Having done Shaken Baby prevention education for eight years, I'd have to say I'm adverse to "telling" anyone about sensitive subjects like these.
As an education workshop title aptly put it, "telling ain't teaching."
Educating is different, especially if it is based on your own experiences and your collected wisdom. And I think it's especially important to reframe early intervention as an opportunity, not a stigmatization.
In our experience, that requires education at many levels. Educators, health care professionals, media and what I call reference parents - those who are perceived in their community as models of effective parenting and sources of knowledge.

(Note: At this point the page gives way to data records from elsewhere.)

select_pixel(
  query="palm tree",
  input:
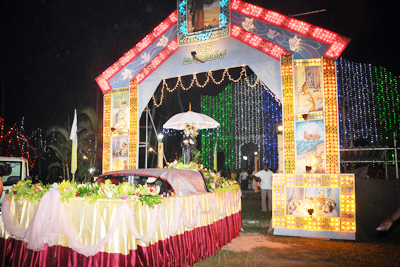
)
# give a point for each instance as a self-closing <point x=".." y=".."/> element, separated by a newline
<point x="89" y="134"/>
<point x="62" y="145"/>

Unfortunately, while it's a lot easier to have such conversations in an informed and educated social context, those contexts are by far still the exceptions.
That can change.
For example, New York (and 10 other states) now requires hospitals to offer SBS education to new parents before they leave the hospital.
Our pediatrician says this has made it much easier for him to talk to new parents about the danger of shaking young children and the need to have a coping plan. It's no longer a question for the parents why their pediatrician thought it necessary to talk to them about child abuse. Now, it's just one more thing he can do to help them keep their child safe.
Individual action, in the absence of social action, is a much harder slog.
Hopefully, the increased concern about autism will not only raise anxiety, but raise the information in the community about the importance of early remedial action.